Foto: picture alliance / Stephan Rabold/Amazon/dpa
Clãs de Berlim em "4 Blocks"
A produção do diretor Marvin Kren pode ser considerada um sucesso entre as séries alemãs e entrará em sua segunda temporada. Tratando dos conflitos entre os clãs familiares rivais do bairro berlinense de Neukölln, ela foi lançada em maio de 2017, em seis episódios, pelo canal de TV a cabo TNT Serie. "4 Blocks" recebeu críticas entusiásticas, chegando a ser comparada à americana "Os Sopranos".
Foto: picture-alliance/dpa/Handout/2017 Turner Broadcasting System Europe Limited & Wiedemann & Berg Television GmbH & Co.
Opulência dos anos 20 em "Babylon Berlin"
Série mais cara da TV alemã, "Babylon Berlin", de 2017, exibida pela Sky, é a prova de que os roteiristas e cineastas alemães são especialmente bons ao abordar temas históricos.
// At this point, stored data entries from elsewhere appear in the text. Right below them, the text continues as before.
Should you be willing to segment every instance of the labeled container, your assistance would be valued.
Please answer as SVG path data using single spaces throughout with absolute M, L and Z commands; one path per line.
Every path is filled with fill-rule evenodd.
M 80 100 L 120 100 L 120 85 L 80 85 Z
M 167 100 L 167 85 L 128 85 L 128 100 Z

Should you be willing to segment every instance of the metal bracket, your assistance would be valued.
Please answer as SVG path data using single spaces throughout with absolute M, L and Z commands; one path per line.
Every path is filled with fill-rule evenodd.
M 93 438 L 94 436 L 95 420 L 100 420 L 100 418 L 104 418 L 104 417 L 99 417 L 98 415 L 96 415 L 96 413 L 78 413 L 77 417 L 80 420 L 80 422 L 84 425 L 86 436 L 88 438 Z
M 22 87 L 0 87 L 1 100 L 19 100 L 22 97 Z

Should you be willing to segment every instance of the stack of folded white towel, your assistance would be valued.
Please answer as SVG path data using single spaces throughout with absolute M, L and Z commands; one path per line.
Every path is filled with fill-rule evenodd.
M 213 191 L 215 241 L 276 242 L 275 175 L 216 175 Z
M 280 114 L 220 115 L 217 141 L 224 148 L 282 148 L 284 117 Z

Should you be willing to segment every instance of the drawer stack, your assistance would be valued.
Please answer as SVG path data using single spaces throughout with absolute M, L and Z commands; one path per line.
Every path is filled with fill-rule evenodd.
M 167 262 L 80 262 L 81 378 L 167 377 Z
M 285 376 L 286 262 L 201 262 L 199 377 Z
Com grande minúcia e em imagens opulentas, três cineastas, entre os quais Tom Tykwer, evocaram a Berlim dos anos 1920. A série já foi vendida para diversos países.
Foto: 2017 X Filme/Frédéric Batier
"Das Verschwinden": drama psicológico
As emissoras de direito público da Alemanha também têm se lançado com sucesso no universo das séries. Em outubro de 2017, a ARD apresentou "Das Verschwinden" (O desaparecimento), uma sinistra história passada na Alemanha, dirigida por Hans-Christian Schmid. Como em "Dark", o tema aqui é o sumiço de uma jovem, e o drama psicológico resultante.
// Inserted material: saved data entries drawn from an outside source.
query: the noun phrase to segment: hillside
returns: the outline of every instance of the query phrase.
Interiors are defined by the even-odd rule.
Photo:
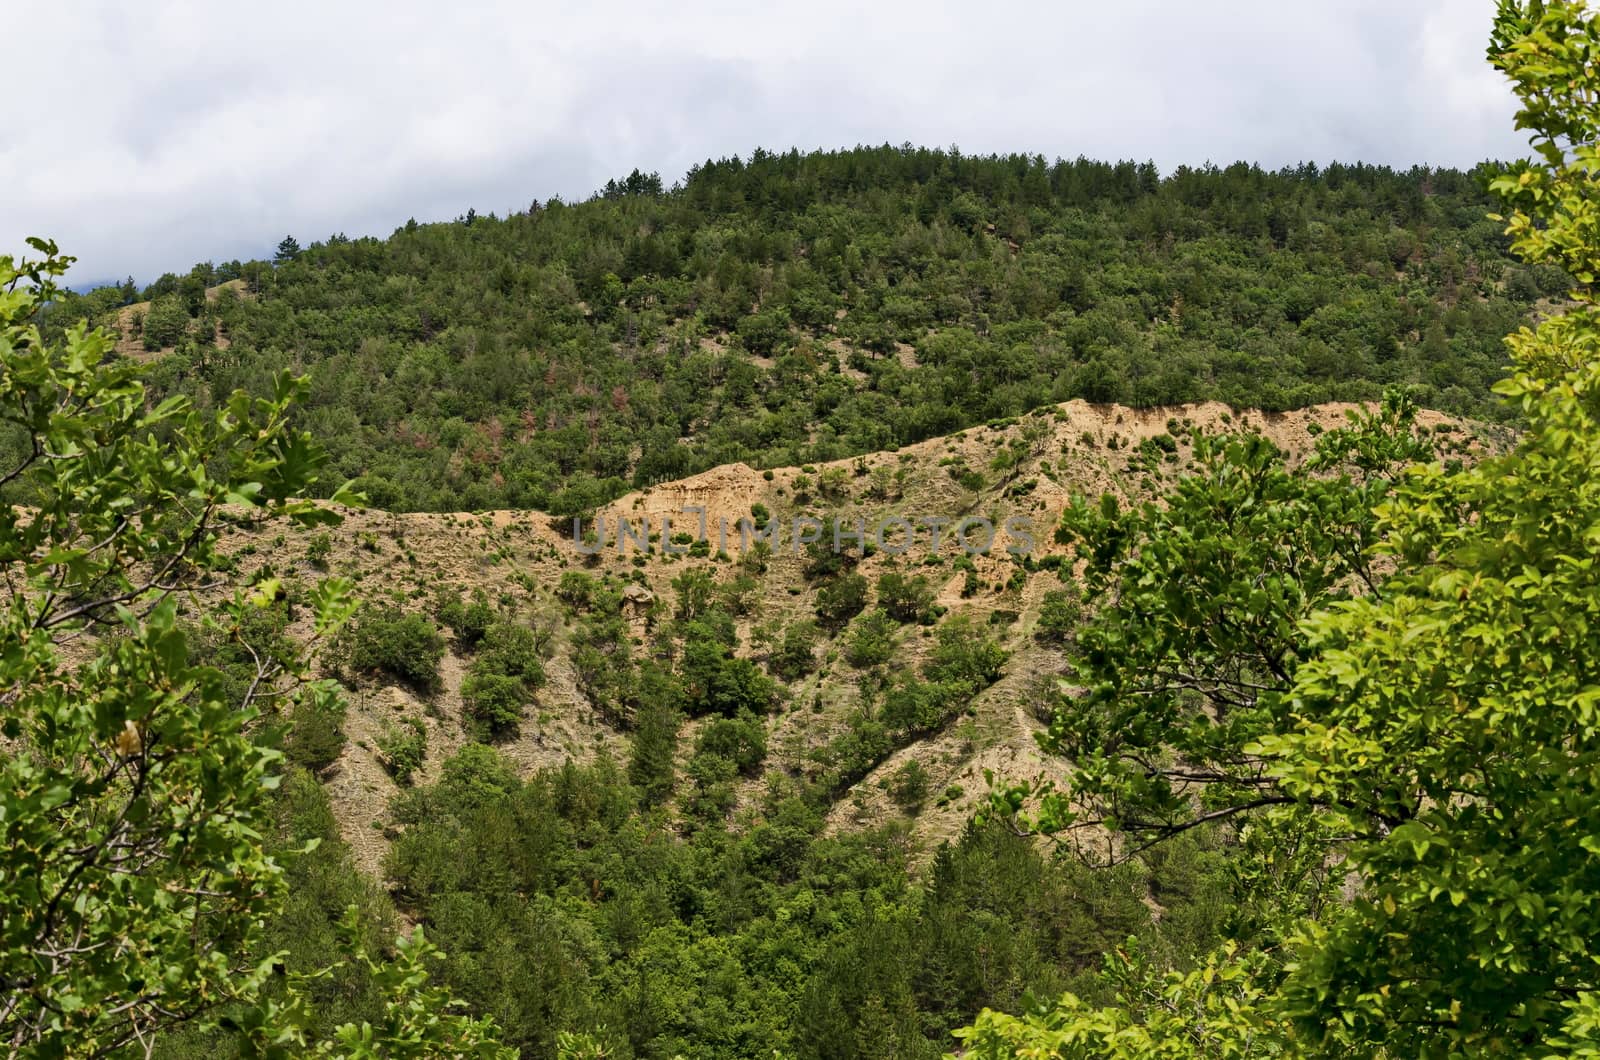
[[[1501,336],[1569,280],[1471,173],[894,148],[290,241],[67,300],[205,404],[309,372],[329,480],[396,511],[585,511],[743,462],[915,444],[1081,399],[1288,409],[1411,387],[1495,418]],[[242,297],[208,289],[241,284]]]
[[[227,580],[256,595],[235,609],[202,593],[182,618],[187,665],[216,666],[229,702],[267,704],[252,736],[281,738],[273,820],[251,826],[286,881],[261,952],[309,974],[351,951],[349,930],[378,952],[425,927],[442,989],[529,1056],[570,1054],[559,1043],[579,1033],[619,1057],[932,1058],[985,1007],[1068,989],[1112,1001],[1108,954],[1181,969],[1220,939],[1263,937],[1240,877],[1255,817],[1180,822],[1106,871],[974,819],[990,773],[1071,773],[1081,790],[1083,761],[1036,740],[1046,718],[1092,748],[1101,724],[1113,747],[1179,720],[1208,739],[1193,690],[1106,699],[1064,683],[1069,663],[1103,681],[1108,661],[1166,650],[1145,623],[1189,601],[1086,599],[1056,524],[1079,494],[1188,488],[1192,428],[1265,434],[1287,465],[1242,444],[1270,490],[1255,514],[1221,510],[1264,535],[1226,548],[1267,566],[1225,580],[1245,587],[1226,603],[1282,622],[1270,651],[1297,652],[1285,615],[1344,592],[1317,572],[1362,569],[1350,548],[1388,481],[1365,476],[1434,447],[1498,448],[1506,428],[1487,424],[1519,416],[1490,396],[1502,336],[1571,304],[1561,268],[1507,256],[1484,216],[1492,173],[758,153],[672,188],[635,174],[582,203],[286,239],[271,262],[53,299],[48,336],[74,341],[56,325],[80,314],[114,330],[97,370],[140,369],[141,407],[186,396],[226,433],[235,417],[210,413],[235,388],[270,395],[262,409],[295,392],[279,427],[307,438],[266,466],[303,475],[320,444],[315,488],[353,480],[371,503],[337,529],[233,525]],[[308,377],[303,395],[285,370]],[[1286,470],[1352,403],[1399,391],[1439,410],[1420,420],[1428,445],[1346,453],[1338,483]],[[1209,469],[1224,492],[1238,481],[1227,461]],[[863,537],[895,517],[1000,529],[985,555],[946,537],[897,557],[893,534],[793,548],[801,526],[858,517]],[[613,538],[649,519],[649,554],[580,545],[575,518]],[[747,518],[781,539],[744,547]],[[1208,519],[1176,539],[1231,530]],[[1095,547],[1158,521],[1113,520]],[[93,564],[96,547],[47,555]],[[327,575],[364,604],[312,644]],[[1292,606],[1258,607],[1262,582]],[[1189,616],[1184,635],[1210,622]],[[278,698],[297,644],[330,694]],[[1217,665],[1252,686],[1248,705],[1287,694],[1278,661],[1252,645]],[[1107,709],[1131,710],[1136,731]],[[1176,768],[1213,754],[1254,768],[1250,732],[1218,730]],[[1144,750],[1131,805],[1185,816],[1187,782],[1171,798],[1160,785],[1175,752]],[[380,1008],[359,969],[317,989],[318,1034]],[[164,1055],[220,1042],[202,1032]]]
[[[759,472],[743,464],[727,465],[605,505],[596,517],[609,528],[608,543],[590,555],[580,551],[565,520],[512,510],[354,510],[344,513],[344,524],[320,552],[314,546],[320,535],[311,531],[270,540],[246,535],[230,541],[228,548],[241,576],[277,576],[291,587],[291,595],[304,582],[339,574],[354,579],[368,601],[393,602],[441,628],[441,593],[464,599],[481,594],[504,615],[547,631],[546,683],[520,708],[514,731],[492,740],[524,776],[602,753],[626,761],[638,720],[627,709],[619,712],[617,704],[598,701],[585,691],[586,679],[578,672],[574,653],[592,616],[575,608],[570,594],[562,598],[563,576],[581,572],[596,585],[629,587],[616,605],[621,619],[617,643],[636,660],[654,657],[671,668],[674,610],[683,600],[675,584],[686,572],[706,572],[711,593],[737,595],[737,605],[729,606],[732,654],[760,662],[783,689],[781,701],[762,722],[764,761],[737,781],[732,818],[755,812],[770,778],[781,776],[821,799],[833,830],[876,827],[908,817],[910,843],[920,861],[965,825],[987,790],[985,769],[1017,778],[1045,768],[1033,736],[1050,683],[1065,669],[1065,657],[1060,639],[1036,634],[1046,594],[1072,588],[1070,569],[1058,570],[1051,558],[1064,555],[1053,531],[1072,497],[1154,495],[1189,466],[1189,432],[1195,429],[1259,433],[1291,456],[1300,454],[1317,433],[1342,425],[1349,408],[1236,413],[1214,403],[1136,410],[1070,402],[898,451],[804,469]],[[1418,422],[1425,432],[1437,432],[1447,452],[1467,452],[1485,437],[1482,428],[1468,431],[1438,413],[1424,413]],[[686,529],[698,537],[697,509],[705,512],[712,542],[700,555],[664,555],[659,539],[643,558],[631,539],[630,551],[617,546],[619,519],[634,525],[648,521],[658,534],[667,517],[675,532]],[[751,519],[753,511],[769,513],[781,527],[779,546],[759,568],[746,559],[750,549],[741,548],[737,529],[739,520]],[[796,552],[794,520],[842,519],[850,528],[859,518],[871,539],[884,519],[895,516],[913,522],[942,517],[952,524],[982,517],[999,530],[992,554],[973,556],[970,563],[958,558],[961,550],[953,539],[947,538],[935,553],[926,536],[903,557],[877,549],[860,556],[851,569],[873,588],[857,610],[870,613],[882,603],[883,575],[903,573],[926,579],[923,622],[893,623],[898,647],[870,665],[852,665],[843,657],[860,618],[849,621],[847,616],[832,626],[824,622],[814,644],[808,642],[803,649],[804,661],[786,668],[777,658],[785,634],[817,622],[819,592],[832,580],[814,572],[808,577],[806,568],[814,557]],[[1026,529],[1034,543],[1025,563],[1005,552],[1014,543],[1014,535],[1006,533],[1008,520],[1019,518],[1030,521]],[[727,527],[726,551],[720,556],[719,525]],[[886,540],[892,544],[895,538],[891,533]],[[844,544],[847,552],[859,555],[850,538]],[[591,541],[588,547],[596,545]],[[903,734],[875,753],[841,763],[841,741],[864,716],[882,709],[882,695],[897,674],[914,672],[927,662],[936,643],[936,621],[957,616],[972,618],[977,630],[1008,653],[999,679],[933,730]],[[304,623],[302,619],[291,631],[307,634]],[[381,671],[345,673],[350,686],[348,742],[321,777],[345,840],[362,868],[374,876],[384,873],[388,842],[382,826],[391,820],[391,800],[400,790],[380,743],[404,719],[415,719],[426,731],[426,754],[413,780],[437,780],[440,764],[475,734],[482,735],[463,708],[463,682],[471,664],[472,652],[455,638],[442,656],[440,683],[429,692]],[[594,684],[593,678],[589,681]],[[618,694],[616,688],[609,692]],[[690,803],[689,752],[697,733],[718,716],[715,710],[701,712],[680,734],[681,807]],[[928,794],[914,806],[897,806],[886,789],[913,761],[926,774]],[[682,808],[679,812],[692,816]]]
Na trilha das rivais Amazon e Sky, a Netflix conseguiu ampliar com "Dark" a sua parcela no mercado alemão: ao lado de seu enorme sucesso global, a plataforma de streaming persegue a estratégia de aproximar-se ainda mais das plateias nacionais encomendando especialmente séries para os mercados específicos.
Foto: Netflix
Mundos obscuros
O suíço Baran bo Odar dirigiu a série "Dark", escrita a quatro mãos com sua esposa, Jantje Friese. Em 2010, ele levara às telas uma história semelhante: também "Das letzte Schweigen" (O silêncio) é um drama familiar em torno de um desaparecimento, que conecta duas diferentes gerações. "Dark", porém, é bem mais sombrio, numa encenação quase sufocante.